AFTER weeks of demonstrations marked by violent clashes between strikers and security, more than 1,800 NagaWorld employees are back to work following a court order.
A Phnom Penh Municipal Court judge yesterday ruled that the capital’s only resort casino must hire back striking employees -- about 400 of whom received termination emails or text messages last week -- including union representatives who lost their jobs, said Sok Narith, a former personnel delegate.
While happy about the judge’s decision, Narith said he was concerned about NagaWorld’s stipulation that the company would receive a “present” list of people involved in the strike upon reinstating the workers.

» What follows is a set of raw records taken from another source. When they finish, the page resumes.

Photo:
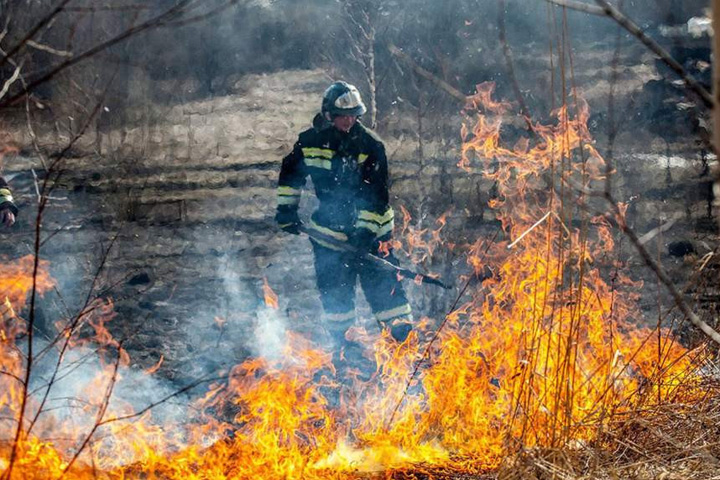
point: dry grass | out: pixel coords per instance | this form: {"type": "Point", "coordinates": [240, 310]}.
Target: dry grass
{"type": "Point", "coordinates": [679, 441]}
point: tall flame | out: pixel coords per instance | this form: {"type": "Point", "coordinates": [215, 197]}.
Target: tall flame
{"type": "Point", "coordinates": [546, 353]}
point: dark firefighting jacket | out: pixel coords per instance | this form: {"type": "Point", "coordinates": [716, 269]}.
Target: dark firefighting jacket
{"type": "Point", "coordinates": [349, 172]}
{"type": "Point", "coordinates": [6, 200]}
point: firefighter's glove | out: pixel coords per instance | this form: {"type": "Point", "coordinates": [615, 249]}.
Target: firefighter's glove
{"type": "Point", "coordinates": [289, 222]}
{"type": "Point", "coordinates": [363, 241]}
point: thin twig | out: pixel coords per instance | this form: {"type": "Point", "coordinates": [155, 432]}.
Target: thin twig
{"type": "Point", "coordinates": [579, 6]}
{"type": "Point", "coordinates": [658, 50]}
{"type": "Point", "coordinates": [426, 352]}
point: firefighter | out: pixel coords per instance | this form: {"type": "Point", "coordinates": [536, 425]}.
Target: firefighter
{"type": "Point", "coordinates": [348, 167]}
{"type": "Point", "coordinates": [8, 210]}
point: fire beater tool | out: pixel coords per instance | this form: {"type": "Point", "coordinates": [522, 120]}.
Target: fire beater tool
{"type": "Point", "coordinates": [374, 259]}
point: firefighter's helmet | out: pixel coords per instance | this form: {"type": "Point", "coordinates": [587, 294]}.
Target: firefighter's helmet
{"type": "Point", "coordinates": [341, 98]}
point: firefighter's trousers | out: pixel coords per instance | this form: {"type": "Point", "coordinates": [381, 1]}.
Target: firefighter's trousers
{"type": "Point", "coordinates": [337, 273]}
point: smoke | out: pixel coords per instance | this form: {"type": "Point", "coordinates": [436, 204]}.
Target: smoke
{"type": "Point", "coordinates": [270, 334]}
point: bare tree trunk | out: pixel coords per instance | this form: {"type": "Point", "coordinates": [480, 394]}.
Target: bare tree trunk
{"type": "Point", "coordinates": [716, 100]}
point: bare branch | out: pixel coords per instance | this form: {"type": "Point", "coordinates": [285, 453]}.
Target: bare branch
{"type": "Point", "coordinates": [157, 21]}
{"type": "Point", "coordinates": [579, 6]}
{"type": "Point", "coordinates": [48, 49]}
{"type": "Point", "coordinates": [47, 19]}
{"type": "Point", "coordinates": [658, 50]}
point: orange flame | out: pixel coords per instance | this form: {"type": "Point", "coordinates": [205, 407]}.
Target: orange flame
{"type": "Point", "coordinates": [545, 353]}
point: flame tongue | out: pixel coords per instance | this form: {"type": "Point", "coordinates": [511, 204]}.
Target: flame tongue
{"type": "Point", "coordinates": [543, 354]}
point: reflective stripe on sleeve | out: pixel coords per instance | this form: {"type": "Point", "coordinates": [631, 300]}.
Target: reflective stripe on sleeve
{"type": "Point", "coordinates": [5, 195]}
{"type": "Point", "coordinates": [288, 191]}
{"type": "Point", "coordinates": [318, 163]}
{"type": "Point", "coordinates": [318, 152]}
{"type": "Point", "coordinates": [375, 217]}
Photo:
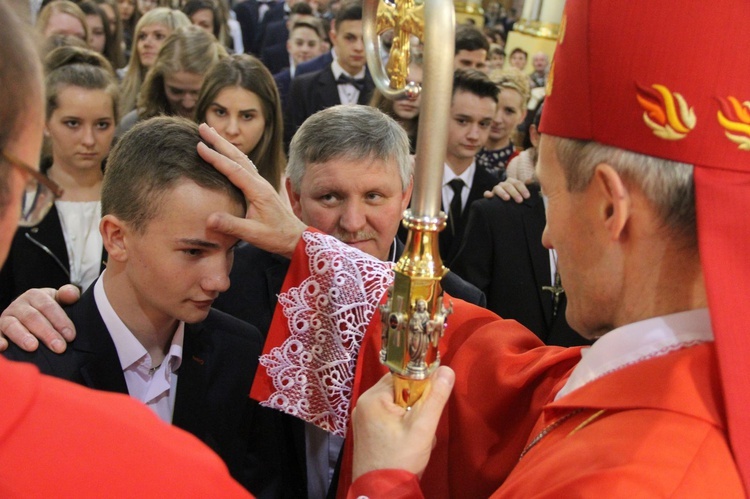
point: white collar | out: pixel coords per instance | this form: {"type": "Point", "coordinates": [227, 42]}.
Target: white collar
{"type": "Point", "coordinates": [467, 176]}
{"type": "Point", "coordinates": [639, 341]}
{"type": "Point", "coordinates": [338, 71]}
{"type": "Point", "coordinates": [129, 349]}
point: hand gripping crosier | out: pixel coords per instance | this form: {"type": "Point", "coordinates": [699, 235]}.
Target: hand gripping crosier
{"type": "Point", "coordinates": [414, 316]}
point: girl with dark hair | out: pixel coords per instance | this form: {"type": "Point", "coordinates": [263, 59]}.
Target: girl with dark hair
{"type": "Point", "coordinates": [66, 247]}
{"type": "Point", "coordinates": [240, 100]}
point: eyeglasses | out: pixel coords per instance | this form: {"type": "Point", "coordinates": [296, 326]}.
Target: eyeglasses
{"type": "Point", "coordinates": [39, 194]}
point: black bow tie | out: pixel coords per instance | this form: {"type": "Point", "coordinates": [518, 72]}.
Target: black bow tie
{"type": "Point", "coordinates": [359, 83]}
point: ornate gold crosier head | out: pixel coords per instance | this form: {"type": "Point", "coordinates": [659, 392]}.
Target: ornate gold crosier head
{"type": "Point", "coordinates": [414, 316]}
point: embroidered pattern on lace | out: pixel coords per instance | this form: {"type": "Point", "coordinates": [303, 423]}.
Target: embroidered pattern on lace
{"type": "Point", "coordinates": [327, 316]}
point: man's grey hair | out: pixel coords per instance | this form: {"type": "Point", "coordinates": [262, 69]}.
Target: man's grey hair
{"type": "Point", "coordinates": [668, 185]}
{"type": "Point", "coordinates": [352, 132]}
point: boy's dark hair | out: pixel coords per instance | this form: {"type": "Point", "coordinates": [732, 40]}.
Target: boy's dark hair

“We are happy but also worried, because the present list may be used for other purposes that are out of the principle,” Narith said. “We all want to have peace.”
The strike started June 13, when hundreds of workers left their posts demanding the casino's base salary be increased to $150 per month. Worker disputes at NagaWorld have been the subject of five Arbitration Council hearings since early 2009.
A Phnom Penh Municipal Court judge ruled the strike illegal the day after it began, and clashes between protesters and NagaWorld security guards and police injured several protesters as the strike continued.
Union representatives tried Monday to meet with NagaWorld officials for a conciliation session at the Arbitration Council, but the casino’s representatives did not attend.
A rise in base salary for employees was not included in the judge’s ruling.